CLIFER: Continual Learning with Imagination for Facial Expression Recognition

Super Short Description

  • Paper Link
  • This paper works on facial expression recognition (6 expressions. For example: anger, happiness etc). Its novelty lies in its Imagination Model: generating new images of same person with different facial expressions from the orignal image. Another interesting portion is the integration of this Imagination model as a data augmentation module to the main model, the GDM module.

A Short Background

  • FER : Facial expression recognition
  • Dual memory: Episodic and semantic.
  • Episodic memory example: David Beckham smiling face in last video. This memory should change pretty rapidly.
  • Semantic memory example: A typical european smiling face.
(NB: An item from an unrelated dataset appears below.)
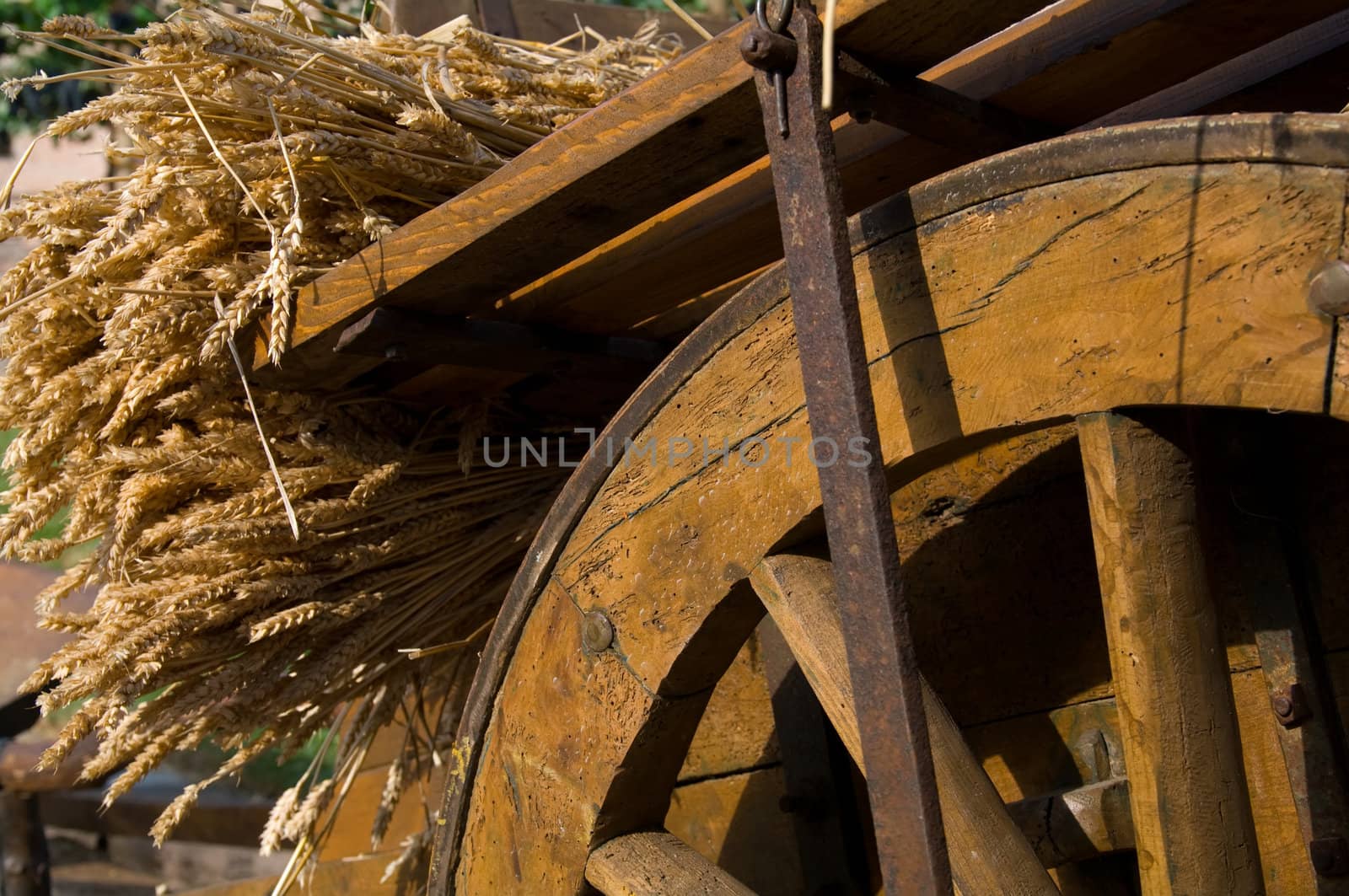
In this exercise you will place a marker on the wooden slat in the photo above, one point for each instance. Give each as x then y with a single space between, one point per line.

This memory should change relatively slowly.
  • Continual Learning (CL): Methodology with which the model should improve on getting incremental amount of data with time. Similar to online learning in spirit.
  • GDM module: A Continual learning model. Implements the human inspired dual memory system using artifical neurons.
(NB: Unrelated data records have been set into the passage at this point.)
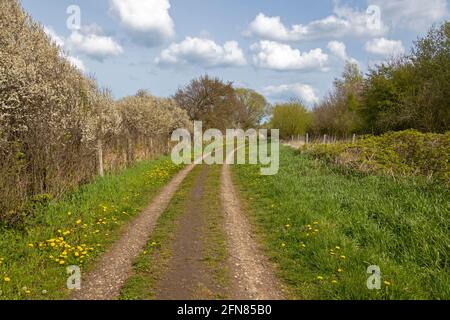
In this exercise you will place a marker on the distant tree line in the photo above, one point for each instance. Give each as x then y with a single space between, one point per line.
409 92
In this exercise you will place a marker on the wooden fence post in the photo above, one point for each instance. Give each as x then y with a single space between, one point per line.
101 170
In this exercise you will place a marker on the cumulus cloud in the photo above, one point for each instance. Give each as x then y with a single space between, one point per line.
203 52
93 45
59 41
345 21
385 47
304 92
148 21
89 40
413 14
282 57
77 63
54 37
339 50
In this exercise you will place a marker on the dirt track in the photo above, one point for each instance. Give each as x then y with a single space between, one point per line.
251 274
111 272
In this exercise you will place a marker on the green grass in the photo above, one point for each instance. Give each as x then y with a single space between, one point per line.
154 261
401 225
83 224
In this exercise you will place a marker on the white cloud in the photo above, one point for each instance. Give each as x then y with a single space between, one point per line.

    Understanding the Paper

    Imagination Model

    Model is adapted from ExprGAN. It has two discriminators: \(D_z\) to regularize the latent space embedding and \(D_{img}\) to regularize the generated images. \(D_z\) ensures that latent space embedding of generated images is similar to original image embeddings. This helps to reduce distorting in generated images. \(D_{img}\) ensures that generated images actually have the intended face expressions.

drawing

How does GDM Module Ensure Rapid Non-Overlapping Learning in Episodic Memory

  • Non overlapping means that each embedding is attempted to get stored as they are. Tendency to encode the common features across embeddings of same face expression type is discouraged.
  • Learning rate is high.
  • Its objective is to retain the input to a high degree of precision. It is made quite eager to add new neurons.

How does GDM Module Ensure Slow Overlapping Learning in Semantic Memory

  • Learning rate is kept low.
  • It has a relatively higher bar for adding a new neurons.
  • This model takes as input best representations of face latent embeddings from the episodic memory. It uses mode for fixing the feature prototypes for different expression types.